Даже при большом опоздании в проведении реформы и всех минусах и издержках  положительное значение её для России вряд ли можно оспорить. Было положено начало движению к гражданской свободе. За решительный шаг царю-освободителю отплатили сполна: семь покушений, последнее из которых стало трагическим. Первая бомба, брошенная под ноги лошадям, не ранила царя. Он подошёл к метальщику, народовольцу Рысакову. В это время другой член революционно-террористической «Народной воли» Игнатий Гриневицкий бросил вторую бомбу, взорвавшую его вместе с Александром II.

В Санкт-Петербурге на месте гибели императора на средства, собранные по всей стране, был возведен храм Спаса на Крови. А спустя полвека после отмены крепостного права во многих городах России благодарные граждане поставили памятники на добровольные народные пожертвования. 

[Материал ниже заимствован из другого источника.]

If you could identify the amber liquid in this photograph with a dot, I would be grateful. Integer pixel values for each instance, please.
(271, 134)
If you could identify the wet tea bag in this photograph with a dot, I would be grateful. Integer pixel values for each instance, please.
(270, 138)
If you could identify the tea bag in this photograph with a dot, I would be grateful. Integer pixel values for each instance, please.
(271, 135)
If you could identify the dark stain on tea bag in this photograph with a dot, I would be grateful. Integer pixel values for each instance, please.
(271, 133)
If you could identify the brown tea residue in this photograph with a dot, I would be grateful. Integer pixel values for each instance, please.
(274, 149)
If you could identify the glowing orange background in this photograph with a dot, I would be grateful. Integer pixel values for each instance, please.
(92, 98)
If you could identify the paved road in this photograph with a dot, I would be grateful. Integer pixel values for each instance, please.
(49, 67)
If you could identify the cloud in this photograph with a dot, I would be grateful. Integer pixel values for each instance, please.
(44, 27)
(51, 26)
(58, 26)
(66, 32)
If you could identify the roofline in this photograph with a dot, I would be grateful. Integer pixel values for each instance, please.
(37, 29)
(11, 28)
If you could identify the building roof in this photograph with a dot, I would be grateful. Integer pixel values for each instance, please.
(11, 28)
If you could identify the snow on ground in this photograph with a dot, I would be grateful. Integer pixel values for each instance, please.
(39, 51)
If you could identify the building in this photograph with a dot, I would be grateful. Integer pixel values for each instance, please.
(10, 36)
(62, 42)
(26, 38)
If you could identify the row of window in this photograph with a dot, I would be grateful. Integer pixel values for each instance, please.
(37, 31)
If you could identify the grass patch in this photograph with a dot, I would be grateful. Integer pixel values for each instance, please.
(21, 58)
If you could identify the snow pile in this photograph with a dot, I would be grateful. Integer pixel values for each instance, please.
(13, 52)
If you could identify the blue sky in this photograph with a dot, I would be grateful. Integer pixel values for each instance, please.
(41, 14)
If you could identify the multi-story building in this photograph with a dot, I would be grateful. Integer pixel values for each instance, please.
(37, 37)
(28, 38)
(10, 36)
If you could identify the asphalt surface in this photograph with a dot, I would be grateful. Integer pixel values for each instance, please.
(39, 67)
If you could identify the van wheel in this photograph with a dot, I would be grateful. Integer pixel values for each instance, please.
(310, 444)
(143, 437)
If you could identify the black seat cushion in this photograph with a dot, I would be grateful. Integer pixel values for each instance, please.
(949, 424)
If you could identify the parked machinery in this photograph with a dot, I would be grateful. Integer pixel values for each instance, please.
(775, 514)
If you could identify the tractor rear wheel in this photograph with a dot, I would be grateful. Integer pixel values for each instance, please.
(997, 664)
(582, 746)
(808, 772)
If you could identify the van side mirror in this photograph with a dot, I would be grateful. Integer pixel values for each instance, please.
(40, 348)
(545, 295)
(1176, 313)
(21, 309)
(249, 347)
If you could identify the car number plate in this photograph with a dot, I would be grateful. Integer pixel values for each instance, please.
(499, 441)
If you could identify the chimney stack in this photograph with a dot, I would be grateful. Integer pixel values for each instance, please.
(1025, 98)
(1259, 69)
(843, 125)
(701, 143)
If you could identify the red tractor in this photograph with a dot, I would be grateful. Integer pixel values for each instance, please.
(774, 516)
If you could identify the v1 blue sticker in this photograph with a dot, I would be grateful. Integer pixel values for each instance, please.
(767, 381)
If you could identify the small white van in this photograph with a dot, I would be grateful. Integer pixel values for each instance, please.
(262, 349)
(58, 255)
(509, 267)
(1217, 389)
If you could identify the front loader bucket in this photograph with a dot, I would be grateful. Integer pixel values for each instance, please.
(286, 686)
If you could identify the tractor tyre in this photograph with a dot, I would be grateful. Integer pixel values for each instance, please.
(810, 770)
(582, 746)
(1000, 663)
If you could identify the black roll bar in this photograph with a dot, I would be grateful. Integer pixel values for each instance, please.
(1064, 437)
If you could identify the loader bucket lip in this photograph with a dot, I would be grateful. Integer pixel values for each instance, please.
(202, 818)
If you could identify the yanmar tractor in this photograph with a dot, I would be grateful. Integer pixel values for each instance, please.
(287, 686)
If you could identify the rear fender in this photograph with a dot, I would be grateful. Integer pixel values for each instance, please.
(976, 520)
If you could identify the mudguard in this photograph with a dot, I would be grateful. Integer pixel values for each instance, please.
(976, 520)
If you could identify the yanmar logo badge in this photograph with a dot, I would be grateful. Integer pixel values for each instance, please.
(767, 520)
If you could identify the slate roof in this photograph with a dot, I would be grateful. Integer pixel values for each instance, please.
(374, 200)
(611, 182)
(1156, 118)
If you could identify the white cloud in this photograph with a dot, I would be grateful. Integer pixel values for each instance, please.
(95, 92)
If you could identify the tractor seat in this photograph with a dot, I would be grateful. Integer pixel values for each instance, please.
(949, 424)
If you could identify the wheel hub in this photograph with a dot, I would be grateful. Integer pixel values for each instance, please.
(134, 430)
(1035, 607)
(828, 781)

Собор Спаса на Крови в Санкт-Петербурге. Фото: NoPlayerUfa / Wikimedia

Очевидно, пока одни думали над улучшением положения русских людей путём реформ, другие действовали силовыми методами. Большевистская монументальная пропаганда смела все памятники Александру II, за исключением двух в Финляндии, как бы заявляя: нет больше героев, кроме нас. Наверное, то же самое могли иметь в виду народовольцы, подготавливающие убийство царя-освободителя. Есть мнение, что социалисты считали вредными, отодвигающими революцию любые улучшения и реформы «сверху».

Революция же и отменила отмену крепостного права. Колхозы 30-х годов возродили худшие образцы крепостничества. «Это была система (советский строй – Д.П.), которая: <...>  в конце 20-х провела геноцид крестьянства: пятнадцать миллионов крестьян было отослано на уничтожение; ввела крепостное право, так называемый „паспортный режимˮ; в мирное время искусственно вызвала голод», – писал Солженицын. Работающие за пайку хлеба, миску супа и трудодни крестьяне расшифровывали аббревиатуру ВКП(б) как «Второе крепостное право большевиков». Сельское население СССР не имело паспортов до 1974 года. Более 50 миллионов человек были привязаны к колхозам и лишены свободы передвижения. Вот как в 40-х годах XX века высказывался русский философ-эмигрант Иван Ильин: «Итак, историческая эволюция давала крестьянам землю, право на неё, мирный порядок, культуру хозяйства и духа, свободу и богатство; революция лишила их всего. Подготовительный нажим большевиков начался немедленно вслед за „чёрным переделом” и  длился 12 лет. Вслед за тем (1929–1935) коммунисты приступили к коллективизации и, погубив казнями и ссылками не менее 600 000 дворов и семей, ограбили и пролетаризировали крестьян и ввели государственное крепостное право».

И первое, и уж тем более второе крепостное право можно смело назвать злом и неправдой. Поздняя отмена первого в некоторой степени способствовала возникновению второго. Соблазнённый большевиками русский народ воспользовался подаренным правом на бесчестье, отказавшись от осмысленных и планомерных изменений, от своего исторического пути, связал себя путами, куда более страшными. Внешней несвободы XX века мы уже не имеем. Но выберемся ли из-под гнёта советского наследия – страха и внутреннего закрепощения?